[haiku-appserver] Re: drawing thread

  • From: Adi Oanca <adioanca@xxxxxxxxxxxxx>
  • To: haiku-appserver@xxxxxxxxxxxxx
  • Date: Thu, 21 Oct 2004 14:08:19 +0300

Hi Rudolf,

Rudolf wrote:
> Hi Adi,
> 
> 
>>      We use ViewDriver because our instruction clipping code (when in an 
>>update you are allowed to draw only in a specified region) is not in 
>>place and we use BView::ConstrainClippingRegion(&reg) for that.
> 
> Nice!  I didn't even know that such a option existed.. I guess it's 
> because I never really wrote an app yet :-/

        :-)))))))
        I only wrote applications that had a few windows which had _only_ 
buttons. For BeOS, that is. :-P

>>      When Gabe finises the clipping code(read DisplayDrive it's done) 
>>we'll 
>>be able to use the full acceleration an accelerant can give us.
> 
> So, you can use DD and AccelerantDriver.

        DD in conjuction with AccelerantDriver, yes.

> Does Accelerantdriver already has the engine stuff in now?

        AFAIK, no.

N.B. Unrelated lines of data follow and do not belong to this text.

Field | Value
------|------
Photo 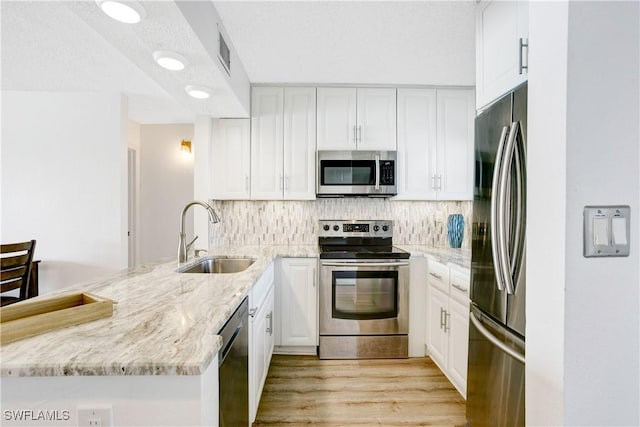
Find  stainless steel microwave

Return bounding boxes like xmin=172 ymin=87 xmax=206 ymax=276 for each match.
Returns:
xmin=316 ymin=151 xmax=397 ymax=197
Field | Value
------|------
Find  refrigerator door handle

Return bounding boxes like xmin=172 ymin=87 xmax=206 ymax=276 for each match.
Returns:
xmin=491 ymin=126 xmax=509 ymax=291
xmin=469 ymin=312 xmax=525 ymax=363
xmin=511 ymin=126 xmax=527 ymax=292
xmin=497 ymin=122 xmax=519 ymax=294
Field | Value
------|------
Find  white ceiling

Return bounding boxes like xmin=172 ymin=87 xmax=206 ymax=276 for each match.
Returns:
xmin=1 ymin=0 xmax=475 ymax=123
xmin=214 ymin=1 xmax=475 ymax=86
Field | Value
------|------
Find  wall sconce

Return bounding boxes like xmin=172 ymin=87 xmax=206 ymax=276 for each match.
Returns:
xmin=180 ymin=139 xmax=191 ymax=156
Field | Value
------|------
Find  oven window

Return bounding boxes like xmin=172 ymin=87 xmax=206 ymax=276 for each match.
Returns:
xmin=331 ymin=271 xmax=398 ymax=320
xmin=320 ymin=160 xmax=376 ymax=185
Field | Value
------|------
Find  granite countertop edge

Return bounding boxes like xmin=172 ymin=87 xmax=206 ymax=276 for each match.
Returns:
xmin=0 ymin=245 xmax=319 ymax=377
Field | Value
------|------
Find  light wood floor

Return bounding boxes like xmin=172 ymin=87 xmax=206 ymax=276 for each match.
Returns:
xmin=253 ymin=355 xmax=465 ymax=427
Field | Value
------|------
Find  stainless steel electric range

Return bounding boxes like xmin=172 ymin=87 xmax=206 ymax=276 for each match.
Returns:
xmin=318 ymin=220 xmax=410 ymax=359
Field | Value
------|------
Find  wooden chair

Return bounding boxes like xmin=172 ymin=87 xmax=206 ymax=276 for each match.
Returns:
xmin=0 ymin=240 xmax=36 ymax=306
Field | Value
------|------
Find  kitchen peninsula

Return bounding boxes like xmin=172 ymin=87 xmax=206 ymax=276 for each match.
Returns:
xmin=0 ymin=245 xmax=318 ymax=426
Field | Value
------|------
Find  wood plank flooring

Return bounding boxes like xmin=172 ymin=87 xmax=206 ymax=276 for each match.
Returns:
xmin=253 ymin=355 xmax=466 ymax=427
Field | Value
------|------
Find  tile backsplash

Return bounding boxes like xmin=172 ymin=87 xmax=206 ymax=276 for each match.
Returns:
xmin=209 ymin=198 xmax=472 ymax=248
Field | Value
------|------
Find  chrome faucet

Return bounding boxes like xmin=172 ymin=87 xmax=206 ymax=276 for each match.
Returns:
xmin=178 ymin=200 xmax=220 ymax=262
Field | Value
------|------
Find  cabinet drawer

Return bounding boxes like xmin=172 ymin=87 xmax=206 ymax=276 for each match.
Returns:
xmin=249 ymin=262 xmax=274 ymax=309
xmin=449 ymin=267 xmax=471 ymax=304
xmin=427 ymin=260 xmax=449 ymax=294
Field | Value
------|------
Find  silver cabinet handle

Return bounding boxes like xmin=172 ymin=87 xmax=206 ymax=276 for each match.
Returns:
xmin=469 ymin=312 xmax=525 ymax=363
xmin=374 ymin=154 xmax=380 ymax=191
xmin=490 ymin=126 xmax=509 ymax=291
xmin=267 ymin=311 xmax=273 ymax=335
xmin=518 ymin=37 xmax=529 ymax=74
xmin=451 ymin=283 xmax=469 ymax=293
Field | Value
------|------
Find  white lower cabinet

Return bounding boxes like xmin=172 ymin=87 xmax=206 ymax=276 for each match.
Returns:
xmin=249 ymin=263 xmax=274 ymax=422
xmin=425 ymin=261 xmax=469 ymax=397
xmin=275 ymin=258 xmax=318 ymax=354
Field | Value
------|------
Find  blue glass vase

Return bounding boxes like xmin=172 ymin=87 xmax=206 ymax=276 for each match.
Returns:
xmin=447 ymin=214 xmax=464 ymax=248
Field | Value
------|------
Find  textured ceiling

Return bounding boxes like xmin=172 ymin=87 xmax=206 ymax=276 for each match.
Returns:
xmin=214 ymin=1 xmax=475 ymax=85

You should give Gabe some examples of how to use the 2D 
engine.

> Or will it do software exectution only at the beginning? (just curious)

        Again, AFAIK, accelerant's 2D hooks will be used where possible.

>>>The sentence also implies that both the source and destination of 
>>>the 
>>>drawing actions are residing on the graphicscards RAM, or acc would 
>>>not 
>>>be possible (ATM at least).
>>
>>      HW cursor is possible. The rest, no. It's no problem, we'll use 
>>MMX, 
>>SSE. That is until you provide us with drivers that can use pixel 
>>shaders. :-))))
> 
> OK, so you are indeed confirming here you know you won't be using the 
> ACC engine in the driver. You are using MMX and SSE which in my book is 
> software drawing, so no acceleration from the cards engine. It's indeed 
> the best you can do for now, so sounds OK to me :)

        Glad. :-)
        We have no other choice if we want d.b. At least I don't see it...
        That means we should use MTRR to the best.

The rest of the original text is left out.